Identifiers

There are alternatives to UUID

Published: Friday, Oct 22, 2021 Last modified: Monday, Nov 11, 2024

Update: base62 as introduced by Github seems pretty nice!

A modern computer has the ability to express a 64bit number natively.

How large is a 64 bit number?

$ python -c "print (2**64-1)"
18446744073709551615

It’s very large and for a private system, probably good enough spatial range to uniquely identify all the items you are dealing with.

Though how do you express a very large number compactly and in a way a human can understand?

For example Youtube uses 11 characters of base64. How many base64 characters would it require to express a 2^64 number? 2^6^x = 2^64 .. so x = 64/6 = 10.666666666 … i.e. eleven rounded up.

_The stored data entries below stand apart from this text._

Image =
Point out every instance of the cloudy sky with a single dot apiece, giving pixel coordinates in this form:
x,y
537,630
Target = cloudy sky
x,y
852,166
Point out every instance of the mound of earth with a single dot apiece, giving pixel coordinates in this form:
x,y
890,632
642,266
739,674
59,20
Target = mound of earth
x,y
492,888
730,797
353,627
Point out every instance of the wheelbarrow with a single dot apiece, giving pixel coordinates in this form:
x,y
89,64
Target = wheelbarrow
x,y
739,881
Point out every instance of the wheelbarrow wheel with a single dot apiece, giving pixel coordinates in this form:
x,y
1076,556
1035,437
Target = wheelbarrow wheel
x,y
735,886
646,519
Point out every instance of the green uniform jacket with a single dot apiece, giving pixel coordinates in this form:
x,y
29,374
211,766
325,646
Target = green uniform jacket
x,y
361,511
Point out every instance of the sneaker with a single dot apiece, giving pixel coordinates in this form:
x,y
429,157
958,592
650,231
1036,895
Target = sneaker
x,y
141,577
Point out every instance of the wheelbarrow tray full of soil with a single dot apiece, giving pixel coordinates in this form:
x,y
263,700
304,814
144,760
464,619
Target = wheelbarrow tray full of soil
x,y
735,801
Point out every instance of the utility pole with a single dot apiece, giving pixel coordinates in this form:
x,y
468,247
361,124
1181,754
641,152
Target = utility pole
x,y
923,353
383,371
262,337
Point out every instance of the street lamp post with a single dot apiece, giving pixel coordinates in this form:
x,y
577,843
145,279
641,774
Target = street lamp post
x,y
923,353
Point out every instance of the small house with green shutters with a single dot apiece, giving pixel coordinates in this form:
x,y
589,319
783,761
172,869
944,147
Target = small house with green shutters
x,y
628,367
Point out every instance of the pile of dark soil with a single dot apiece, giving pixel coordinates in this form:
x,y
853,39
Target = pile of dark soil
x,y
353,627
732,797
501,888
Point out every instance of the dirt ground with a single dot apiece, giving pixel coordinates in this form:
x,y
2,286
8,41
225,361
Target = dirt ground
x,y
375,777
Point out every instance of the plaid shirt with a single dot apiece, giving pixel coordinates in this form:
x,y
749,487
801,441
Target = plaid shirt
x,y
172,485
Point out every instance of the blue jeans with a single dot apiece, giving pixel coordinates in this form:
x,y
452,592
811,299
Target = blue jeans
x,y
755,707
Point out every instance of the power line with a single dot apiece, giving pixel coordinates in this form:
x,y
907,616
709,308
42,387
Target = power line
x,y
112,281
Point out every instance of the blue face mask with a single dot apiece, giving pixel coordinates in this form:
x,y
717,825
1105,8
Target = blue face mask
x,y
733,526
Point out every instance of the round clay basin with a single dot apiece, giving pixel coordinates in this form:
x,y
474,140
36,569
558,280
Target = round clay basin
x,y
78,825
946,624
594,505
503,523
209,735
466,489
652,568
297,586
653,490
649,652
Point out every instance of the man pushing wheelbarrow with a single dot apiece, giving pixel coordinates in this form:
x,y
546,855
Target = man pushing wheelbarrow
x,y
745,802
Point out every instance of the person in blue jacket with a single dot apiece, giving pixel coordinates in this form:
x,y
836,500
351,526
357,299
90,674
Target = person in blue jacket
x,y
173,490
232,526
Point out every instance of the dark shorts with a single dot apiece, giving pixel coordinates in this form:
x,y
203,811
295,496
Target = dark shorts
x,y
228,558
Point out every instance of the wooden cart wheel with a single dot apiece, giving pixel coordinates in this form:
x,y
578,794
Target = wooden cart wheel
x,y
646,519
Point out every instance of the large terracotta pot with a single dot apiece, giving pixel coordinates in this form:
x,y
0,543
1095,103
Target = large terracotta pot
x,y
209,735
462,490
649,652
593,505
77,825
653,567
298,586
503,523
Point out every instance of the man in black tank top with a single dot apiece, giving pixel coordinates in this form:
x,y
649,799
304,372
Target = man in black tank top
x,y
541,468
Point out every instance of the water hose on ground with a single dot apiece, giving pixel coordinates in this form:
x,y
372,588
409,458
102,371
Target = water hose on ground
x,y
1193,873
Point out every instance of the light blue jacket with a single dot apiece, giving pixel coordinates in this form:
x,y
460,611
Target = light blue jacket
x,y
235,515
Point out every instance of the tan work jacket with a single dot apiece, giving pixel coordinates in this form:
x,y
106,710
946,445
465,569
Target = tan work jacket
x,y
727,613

$ for i in {1..3}; do head -c9 /dev/urandom | base64 | tr '+/' '_-'; done
fFwtamv4YJXP
HB1C9dG7cHGQ
-HTzHvHLwpyf

https://youtu.be/gocwRvLhDf8?t=85

UUID is 128 bit, i.e. 2^128-1 and whilst the probability that a UUID will be duplicated is not zero, it is close enough to zero to be negligible. However it’s opaque, generic and 64 bit is more than enough. For better 128 bit identfiers look at https://github.com/ulid/spec

Classes they should teach at CompSci classes: How to make an Identifier that doesn't SUCK. Hint: 64bit is good enough & it shouldn't always need be a UUID.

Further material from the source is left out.